Merde, 9 heures! Chaque jour, Rémi est réveillé à 8 heures par le bulletin d'information de France Inter. Ce matin, la radio diffuse une musique d'ambiance doucereuse. Sont encore en grève… TF1, Canal+, M6, W9 affichent le même écran noir, muet. Heureusement, qu'il y a le Net! Tous les sites, les blogs et les forums relaient un unique message: le nuage transporte des bactéries mortelles, les pouvoirs publics sont dépassés, tous aux abris. Des bactéries mortelles? Ils n'en parlaient pas hier. J'ai pas pu zapper ça… Couette, serviettes de toilette, rideaux, jeans et t-shirts, Rémi réquisitionne tout ce qui dans l'appartement peut servir à boucher le moindre interstice autour des fenêtres, sous la porte d'entrée. Il débranche le téléviseur, l'ordinateur, le grille-pain, le lave-linge, le réfrigérateur et, ultime geste de désarroi, éteint son portable.
Reclus trois, quatre, cinq jours? Ayant épuisé le dernier paquet de Chipster, Rémi se résigne à se connecter: l'iPad risque d'être commercialisé en France avec un mois de retard. Sur le Web, on le déplore, s'en indigne, s'échange des tuyaux pour se procurer au plus vite l'indispensable tablette. C'est du délire! Sur France Inter, deux écrivains débattent avec passion de la frontière entre réalité et imaginaire. A la télévision, les habituelles séries et émissions de téléréalité ont repris leurs droits. Ce n'est pas possible, plus personne n'en parle! On est foutu. Ah, on est malin avec notre technologie, on va tous crever comme des rats! Moi, je veux finir en beauté…

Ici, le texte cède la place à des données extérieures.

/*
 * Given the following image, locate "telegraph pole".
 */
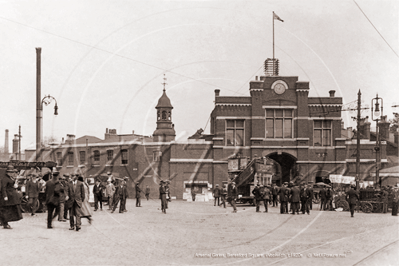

A 1h45, les policiers enfoncent la porte de l'appartement de droite, au cinquième étage du 106, boulevard Richard-Lenoir à Courbevoie. Sono à fond. Une bouteille de whisky déjà bien entamée dans une main –une de vodka à moitié vide est abandonnée par terre–, une casserole dans l'autre, assis complètement nu sur la table basse du salon, Rémi martèle furieusement: We're the flowers in the dustbin We're the poison in your human machine No future for you no future for me NOO FUUUTUUUUURE…
La fin du monde n'ayant pas eu lieu, Rémi est embarqué pour tapage nocturne.